President of Venezuela Hugo Chávez

With Halloween just six weeks away, Venezuelan President Hugo Chávez is doing his best to alarm the White House by summoning up some Cold War ghosts. Late Thursday, he ordered U.S. Ambassador Patrick Duddy to leave Venezuela within 72 hours, annoucing that he was withdrawing his own ambassador from Washington as well — moves, he said, that were taken in solidarity with Bolivia's President Evo Morales, who had expelled his country's U.S. ambassador a day earlier. Earlier on Thursday, Chávez had welcomed two Russian Tu-160 long-range bombers into Venezuela, where they'll spend some days conducting training flights before returning home. But the first foray by Russian strategic bombers into the Western hemisphere since the Cold War is simply the curtain raiser for joint naval maneuvers that will bring Russian warships into Venezuelan waters in November.

The war games were announced by Chávez last weekend during his regular "Alo Presidente" broadcast. Russia will send its missile cruiser Peter the Great and the anti-submarine vessel Admiral Shabanenko, as well as two other vessels, sometime in November, and they are to be joined by a unit of Russian long-range anti-submarine patrol aircraft that will be temporarily stationed at one of Venezuela's air bases. Coming on the heels of Russia's military action against U.S. ally Georgia, the November exercise will likely be seen by Washington as an act of geopolitical theater by Moscow, one that sends a warning that if the U.S. sees fit to make military alliances in Russia's backyard, then Russia is able to do likewise.
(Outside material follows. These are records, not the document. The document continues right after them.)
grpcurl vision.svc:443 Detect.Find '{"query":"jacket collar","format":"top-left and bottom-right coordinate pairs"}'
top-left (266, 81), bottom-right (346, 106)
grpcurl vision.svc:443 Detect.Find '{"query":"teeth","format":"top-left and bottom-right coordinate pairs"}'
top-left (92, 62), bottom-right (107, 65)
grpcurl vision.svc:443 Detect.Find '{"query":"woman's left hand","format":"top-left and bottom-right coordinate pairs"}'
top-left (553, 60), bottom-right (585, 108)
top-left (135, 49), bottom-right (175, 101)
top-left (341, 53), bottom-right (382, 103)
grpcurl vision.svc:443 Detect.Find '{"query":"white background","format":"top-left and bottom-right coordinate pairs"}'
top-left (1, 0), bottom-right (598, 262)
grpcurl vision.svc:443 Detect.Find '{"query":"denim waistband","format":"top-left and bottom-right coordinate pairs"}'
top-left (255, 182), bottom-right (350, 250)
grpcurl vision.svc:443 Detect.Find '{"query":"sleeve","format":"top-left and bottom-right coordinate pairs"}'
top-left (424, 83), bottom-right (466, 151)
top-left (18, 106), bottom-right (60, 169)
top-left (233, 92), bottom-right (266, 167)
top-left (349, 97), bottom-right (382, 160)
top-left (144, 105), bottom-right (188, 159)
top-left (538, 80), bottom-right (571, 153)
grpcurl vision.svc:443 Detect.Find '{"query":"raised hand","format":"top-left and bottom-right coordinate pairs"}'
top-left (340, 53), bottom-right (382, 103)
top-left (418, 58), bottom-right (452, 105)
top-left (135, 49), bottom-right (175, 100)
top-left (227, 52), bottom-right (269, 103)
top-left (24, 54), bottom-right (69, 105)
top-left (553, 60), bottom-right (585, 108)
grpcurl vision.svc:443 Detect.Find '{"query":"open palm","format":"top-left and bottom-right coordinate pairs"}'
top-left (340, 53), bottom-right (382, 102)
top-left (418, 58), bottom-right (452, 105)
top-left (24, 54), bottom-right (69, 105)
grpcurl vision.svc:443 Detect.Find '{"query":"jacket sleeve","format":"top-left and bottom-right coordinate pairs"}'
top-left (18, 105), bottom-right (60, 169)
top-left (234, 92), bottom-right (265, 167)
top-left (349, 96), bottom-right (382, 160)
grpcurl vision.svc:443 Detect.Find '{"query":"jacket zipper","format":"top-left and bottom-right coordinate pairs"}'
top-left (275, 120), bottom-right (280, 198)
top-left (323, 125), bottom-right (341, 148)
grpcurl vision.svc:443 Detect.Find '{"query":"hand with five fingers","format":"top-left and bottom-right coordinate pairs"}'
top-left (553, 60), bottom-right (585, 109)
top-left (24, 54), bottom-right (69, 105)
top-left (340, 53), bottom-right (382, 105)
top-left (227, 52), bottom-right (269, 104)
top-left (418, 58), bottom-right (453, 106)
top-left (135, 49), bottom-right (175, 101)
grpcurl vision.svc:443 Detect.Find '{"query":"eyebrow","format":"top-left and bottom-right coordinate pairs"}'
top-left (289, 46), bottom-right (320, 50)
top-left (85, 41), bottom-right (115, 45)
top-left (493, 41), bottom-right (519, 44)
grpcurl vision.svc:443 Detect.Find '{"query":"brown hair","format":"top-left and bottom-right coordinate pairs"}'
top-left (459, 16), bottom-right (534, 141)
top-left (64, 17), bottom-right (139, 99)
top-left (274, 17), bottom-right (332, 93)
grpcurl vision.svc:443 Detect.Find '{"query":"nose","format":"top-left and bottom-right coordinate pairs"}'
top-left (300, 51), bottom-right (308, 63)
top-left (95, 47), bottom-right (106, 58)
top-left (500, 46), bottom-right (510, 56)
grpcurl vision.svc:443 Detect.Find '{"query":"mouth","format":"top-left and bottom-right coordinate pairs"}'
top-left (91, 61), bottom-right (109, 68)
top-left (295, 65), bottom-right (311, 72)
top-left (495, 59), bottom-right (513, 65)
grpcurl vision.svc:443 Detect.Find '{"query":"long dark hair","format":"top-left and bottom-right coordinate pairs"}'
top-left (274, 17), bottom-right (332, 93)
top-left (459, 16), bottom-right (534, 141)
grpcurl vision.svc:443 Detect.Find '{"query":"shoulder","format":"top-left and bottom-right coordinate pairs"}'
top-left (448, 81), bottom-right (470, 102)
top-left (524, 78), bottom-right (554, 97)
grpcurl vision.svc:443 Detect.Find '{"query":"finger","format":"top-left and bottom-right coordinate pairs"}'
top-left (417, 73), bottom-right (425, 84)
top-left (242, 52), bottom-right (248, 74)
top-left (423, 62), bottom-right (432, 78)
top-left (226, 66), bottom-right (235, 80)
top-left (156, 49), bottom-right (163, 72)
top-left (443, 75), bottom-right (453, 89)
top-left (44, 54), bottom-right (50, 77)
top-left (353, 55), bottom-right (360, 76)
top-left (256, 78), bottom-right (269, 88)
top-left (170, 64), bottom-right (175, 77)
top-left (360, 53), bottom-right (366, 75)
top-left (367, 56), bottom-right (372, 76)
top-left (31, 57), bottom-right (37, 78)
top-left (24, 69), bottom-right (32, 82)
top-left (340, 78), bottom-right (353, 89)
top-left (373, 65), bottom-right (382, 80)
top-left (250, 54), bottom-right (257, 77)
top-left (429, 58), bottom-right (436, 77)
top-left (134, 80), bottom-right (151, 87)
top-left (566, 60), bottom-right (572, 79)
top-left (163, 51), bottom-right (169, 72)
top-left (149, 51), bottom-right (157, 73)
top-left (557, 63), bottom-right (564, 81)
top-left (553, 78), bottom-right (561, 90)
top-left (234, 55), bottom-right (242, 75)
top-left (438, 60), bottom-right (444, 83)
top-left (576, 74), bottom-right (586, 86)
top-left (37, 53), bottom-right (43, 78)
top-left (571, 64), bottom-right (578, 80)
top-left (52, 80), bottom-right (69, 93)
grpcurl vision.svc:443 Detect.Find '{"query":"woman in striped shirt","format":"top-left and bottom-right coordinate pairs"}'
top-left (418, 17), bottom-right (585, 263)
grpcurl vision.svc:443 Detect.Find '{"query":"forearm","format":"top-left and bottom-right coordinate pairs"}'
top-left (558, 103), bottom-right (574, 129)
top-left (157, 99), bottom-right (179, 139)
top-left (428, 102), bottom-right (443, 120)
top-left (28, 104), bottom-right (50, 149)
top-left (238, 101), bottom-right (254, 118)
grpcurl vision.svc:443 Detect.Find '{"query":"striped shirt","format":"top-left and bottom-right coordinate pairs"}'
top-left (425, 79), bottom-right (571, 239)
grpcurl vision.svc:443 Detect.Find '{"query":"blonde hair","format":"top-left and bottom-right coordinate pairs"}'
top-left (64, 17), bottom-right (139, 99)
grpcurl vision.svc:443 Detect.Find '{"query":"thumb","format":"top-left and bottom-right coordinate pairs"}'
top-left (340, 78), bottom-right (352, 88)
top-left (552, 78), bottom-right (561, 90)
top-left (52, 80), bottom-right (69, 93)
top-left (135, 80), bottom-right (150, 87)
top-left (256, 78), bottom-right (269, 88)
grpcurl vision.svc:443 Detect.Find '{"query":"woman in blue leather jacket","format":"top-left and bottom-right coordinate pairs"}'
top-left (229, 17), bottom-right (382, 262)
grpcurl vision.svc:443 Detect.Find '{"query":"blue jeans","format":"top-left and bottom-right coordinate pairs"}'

Both Chávez and the Russians, however, insist that the exercises were planned long before the Georgia debacle and that they are a natural outgrowth of expanding Venezuelan-Russian military cooperation. On his most recent visit to Russia, in July, Chávez purchased more than a dozen anti-aircraft systems and three "Varshavianka"-class submarines, bringing his total expenditure on Russian arms in the past four years to $4.5 billion. Purchases include 53 Russian helicopters and 24 Sukhoi fighter planes, and there's even talk of installing a Kalashnikov-rifle factory here sometime next year.
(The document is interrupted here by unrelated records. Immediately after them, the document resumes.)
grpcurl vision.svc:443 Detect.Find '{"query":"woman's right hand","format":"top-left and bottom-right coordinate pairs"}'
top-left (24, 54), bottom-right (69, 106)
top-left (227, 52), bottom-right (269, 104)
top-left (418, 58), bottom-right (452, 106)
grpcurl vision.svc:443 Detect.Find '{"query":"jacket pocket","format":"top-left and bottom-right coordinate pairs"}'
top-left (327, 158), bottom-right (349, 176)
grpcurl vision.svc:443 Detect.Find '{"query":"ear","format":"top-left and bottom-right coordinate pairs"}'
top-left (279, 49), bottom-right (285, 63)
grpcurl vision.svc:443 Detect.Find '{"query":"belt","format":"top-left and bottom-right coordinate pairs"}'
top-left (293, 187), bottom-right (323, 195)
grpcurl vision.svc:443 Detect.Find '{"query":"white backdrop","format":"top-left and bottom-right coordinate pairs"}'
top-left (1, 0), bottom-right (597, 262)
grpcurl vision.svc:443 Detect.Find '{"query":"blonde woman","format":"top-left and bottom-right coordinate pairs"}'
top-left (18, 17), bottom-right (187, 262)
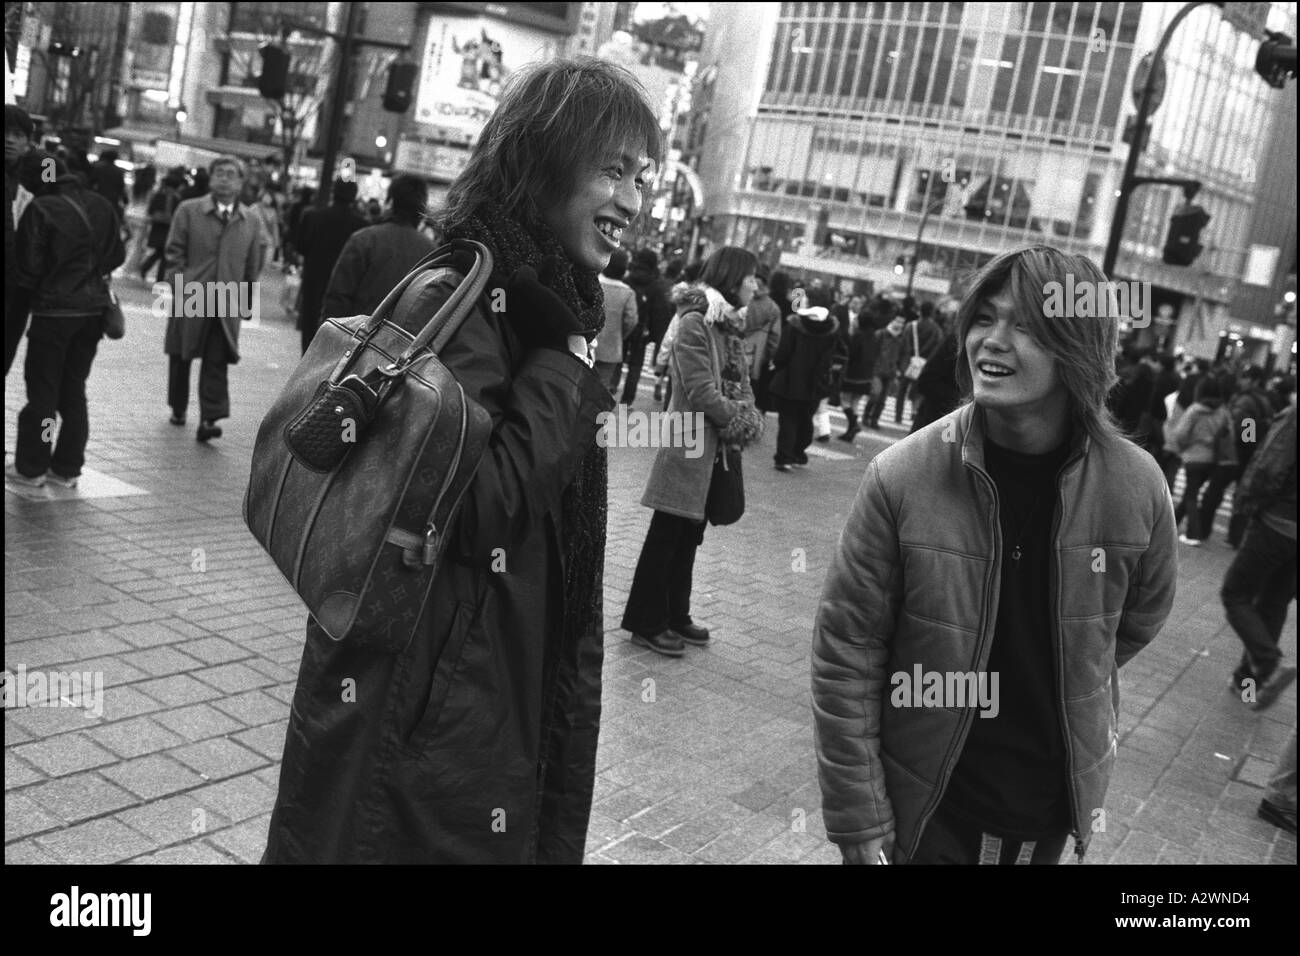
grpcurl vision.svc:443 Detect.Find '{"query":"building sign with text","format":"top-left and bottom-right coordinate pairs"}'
top-left (414, 14), bottom-right (563, 144)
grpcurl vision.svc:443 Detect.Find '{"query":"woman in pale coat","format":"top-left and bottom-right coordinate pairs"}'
top-left (620, 247), bottom-right (764, 657)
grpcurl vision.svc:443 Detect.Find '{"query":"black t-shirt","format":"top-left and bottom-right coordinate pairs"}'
top-left (941, 433), bottom-right (1074, 841)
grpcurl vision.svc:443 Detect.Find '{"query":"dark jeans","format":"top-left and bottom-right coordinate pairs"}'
top-left (168, 319), bottom-right (231, 422)
top-left (139, 245), bottom-right (168, 283)
top-left (894, 377), bottom-right (915, 422)
top-left (1174, 462), bottom-right (1215, 540)
top-left (773, 396), bottom-right (818, 465)
top-left (621, 510), bottom-right (706, 636)
top-left (908, 799), bottom-right (1069, 865)
top-left (1222, 519), bottom-right (1297, 686)
top-left (866, 374), bottom-right (895, 426)
top-left (5, 286), bottom-right (31, 377)
top-left (14, 314), bottom-right (102, 478)
top-left (1198, 461), bottom-right (1244, 543)
top-left (621, 336), bottom-right (653, 405)
top-left (1161, 452), bottom-right (1182, 492)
During that visit, Chávez hailed Russia as an ally but denied that Moscow would be allowed to build military bases in Venezuela — Article 13 of Venezuela's constitution forbids any foreign military bases on national territory. But retired Vice Admiral Mario Ivan Carratu sees the November exercise as a first step toward allowing Russian bases in Venezuela.

Just as Georgia is strategically located on a crucial energy route along Russia's southern periphery, Venezuela's location in the Caribbean makes it a key gateway to the oil economy of the Gulf of Mexico. Carratu believes that for Moscow, the planned naval exercise is a tit-for-tat response to U.S. efforts to recruit former Soviet territories for NATO, but that Venezuela makes itself vulnerable by substituting for the role played by Cuba ahead of the 1962 missile crisis.
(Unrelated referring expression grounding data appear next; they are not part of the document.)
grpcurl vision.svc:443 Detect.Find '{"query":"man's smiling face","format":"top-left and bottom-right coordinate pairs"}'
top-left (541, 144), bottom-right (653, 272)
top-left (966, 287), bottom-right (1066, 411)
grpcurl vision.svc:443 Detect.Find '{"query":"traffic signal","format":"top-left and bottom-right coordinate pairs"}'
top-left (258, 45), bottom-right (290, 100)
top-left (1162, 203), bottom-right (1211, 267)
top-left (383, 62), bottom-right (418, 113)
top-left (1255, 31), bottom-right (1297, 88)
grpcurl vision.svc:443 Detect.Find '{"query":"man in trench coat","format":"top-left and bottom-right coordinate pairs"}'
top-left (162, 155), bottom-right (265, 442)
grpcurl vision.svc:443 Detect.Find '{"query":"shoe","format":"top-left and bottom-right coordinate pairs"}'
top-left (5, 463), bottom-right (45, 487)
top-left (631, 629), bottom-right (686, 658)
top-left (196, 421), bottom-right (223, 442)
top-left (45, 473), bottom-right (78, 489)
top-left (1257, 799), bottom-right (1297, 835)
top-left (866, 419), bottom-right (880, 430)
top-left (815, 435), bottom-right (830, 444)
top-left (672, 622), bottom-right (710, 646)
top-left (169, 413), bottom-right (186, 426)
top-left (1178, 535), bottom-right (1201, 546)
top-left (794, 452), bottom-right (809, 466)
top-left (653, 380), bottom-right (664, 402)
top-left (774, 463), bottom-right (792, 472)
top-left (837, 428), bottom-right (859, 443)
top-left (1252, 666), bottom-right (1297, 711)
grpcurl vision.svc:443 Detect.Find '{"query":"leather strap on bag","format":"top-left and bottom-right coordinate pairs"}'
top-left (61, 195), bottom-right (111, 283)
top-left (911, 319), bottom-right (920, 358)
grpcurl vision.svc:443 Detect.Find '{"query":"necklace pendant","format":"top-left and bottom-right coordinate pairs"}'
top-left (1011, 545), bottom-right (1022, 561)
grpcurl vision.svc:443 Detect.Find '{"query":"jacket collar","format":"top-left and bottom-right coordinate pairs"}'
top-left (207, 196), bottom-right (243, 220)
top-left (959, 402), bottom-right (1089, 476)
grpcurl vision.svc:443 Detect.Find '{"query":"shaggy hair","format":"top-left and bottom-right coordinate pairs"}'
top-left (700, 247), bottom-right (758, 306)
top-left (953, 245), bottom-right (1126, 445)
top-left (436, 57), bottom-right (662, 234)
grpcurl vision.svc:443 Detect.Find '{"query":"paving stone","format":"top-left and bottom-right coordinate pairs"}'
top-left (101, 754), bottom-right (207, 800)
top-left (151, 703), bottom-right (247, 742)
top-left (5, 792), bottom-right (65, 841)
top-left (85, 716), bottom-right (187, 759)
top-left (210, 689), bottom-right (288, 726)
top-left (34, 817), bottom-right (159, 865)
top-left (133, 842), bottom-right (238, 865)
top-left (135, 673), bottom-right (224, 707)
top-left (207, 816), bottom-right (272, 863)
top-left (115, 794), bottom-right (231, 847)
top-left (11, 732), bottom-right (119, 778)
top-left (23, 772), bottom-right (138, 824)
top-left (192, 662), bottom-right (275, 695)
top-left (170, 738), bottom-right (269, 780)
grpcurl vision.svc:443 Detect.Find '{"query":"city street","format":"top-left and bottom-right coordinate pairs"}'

But Chávez supporters see the alliance with Russia as simply a prudent hedge against a possible U.S.-led invasion. Venezuela is forced to purchase arms from Russia, argues one Chávista who preferred to remain anonymous, because the U.S. has banned weapons sales to the country and has pressured its allies to do likewise.

Russian media quoted military spokesman Captain Igor Digalo as saying the role of the Russian vessels would be confined to search-and-rescue and communications exercises. Foreign Ministry spokesman Andréi Nesterenko stressed in a briefing that the maneuvers had been planned before Russia entered into any conflict with Georgia. In Washington, however, the move is likely to be seen as a provocation — particularly coming as it does in sequence with the expulsion of Ambassador Duddy.

"Traditionally, Venezuela has engaged in joint military operations with numerous countries," says military expert Carlos Hernandez. "It is a common practice that allows our military to learn from others. What does seem provocative is to call Russia an ally in a moment in which the tensions between this country and the U.S. are escalating."

Despite government denials, however, Chávez's defiant response to criticism over the planned naval exercises seems to underscore the idea that they are intended as a message to Washington. Speaking on his weekly TV program, the Venezuelan leader said of concerns about the planned maneuvers, "Go ahead, Yankees, whine!"